Examples and quick references

Examples show how to create multiple browser instances, navigate pages, take screenshots, and retrieve page information. Use parallel calls to initialize several instances and perform actions concurrently to maximize throughput.

Notes

This MCP server supports multiple browser instances running concurrently, with automatic cleanup of timed-out instances and flexible configuration for different browser types. It provides complete browser automation capabilities such as navigation, clicking, input, and screenshots across Chromium, Firefox, and WebKit.

Available tools

browser_create_instance

Create a new browser instance with specified options such as browser type, headless mode, and viewport.

browser_list_instances

List all currently managed browser instances.

browser_close_instance

Close a specific browser instance by its identifier.
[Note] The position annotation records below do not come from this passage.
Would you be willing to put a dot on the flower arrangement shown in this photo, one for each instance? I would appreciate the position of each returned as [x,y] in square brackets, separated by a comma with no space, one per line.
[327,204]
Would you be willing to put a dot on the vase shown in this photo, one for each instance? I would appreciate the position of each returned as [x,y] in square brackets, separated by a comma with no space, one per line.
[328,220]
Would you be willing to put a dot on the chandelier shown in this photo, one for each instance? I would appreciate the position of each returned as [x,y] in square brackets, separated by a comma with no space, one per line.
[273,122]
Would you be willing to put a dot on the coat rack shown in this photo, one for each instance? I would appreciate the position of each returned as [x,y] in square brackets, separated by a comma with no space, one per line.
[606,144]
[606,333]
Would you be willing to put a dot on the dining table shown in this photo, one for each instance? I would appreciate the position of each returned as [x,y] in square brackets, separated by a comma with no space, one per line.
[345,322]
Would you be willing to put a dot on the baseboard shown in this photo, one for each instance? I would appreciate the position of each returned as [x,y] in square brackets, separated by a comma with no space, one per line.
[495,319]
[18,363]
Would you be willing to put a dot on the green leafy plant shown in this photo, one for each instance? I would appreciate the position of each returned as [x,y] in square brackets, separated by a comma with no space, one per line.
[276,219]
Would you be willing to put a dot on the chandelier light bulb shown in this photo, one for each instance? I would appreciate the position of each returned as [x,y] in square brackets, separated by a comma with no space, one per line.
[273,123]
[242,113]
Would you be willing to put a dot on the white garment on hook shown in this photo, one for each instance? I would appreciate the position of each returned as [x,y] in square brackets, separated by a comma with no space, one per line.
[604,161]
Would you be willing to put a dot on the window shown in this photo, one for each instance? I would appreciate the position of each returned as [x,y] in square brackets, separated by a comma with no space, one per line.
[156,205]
browser_close_all_instances

Close all running browser instances.

browser_navigate

Navigate an instance to a specified URL.

browser_go_back

Navigate back in the browser history.

browser_go_forward

Navigate forward in the browser history.

browser_refresh

Refresh the current page.

browser_click

Click on a page element using a selector.

browser_type

Type text into a field identified by a selector.

browser_fill

Fill a form field with a value.

browser_select_option

Select a dropdown option.

browser_get_page_info

Retrieve detailed information about the current page.

browser_get_element_text

Get text content of a specified element.

browser_get_element_attribute

Get attributes of a specified element.

browser_screenshot

Capture a screenshot of the current page.

browser_get_markdown

Get the current page or content as Markdown.

browser_wait_for_element

Wait for an element to appear in the DOM.

browser_wait_for_navigation

Wait for page navigation to complete.

browser_evaluate

Execute JavaScript in the context of the page.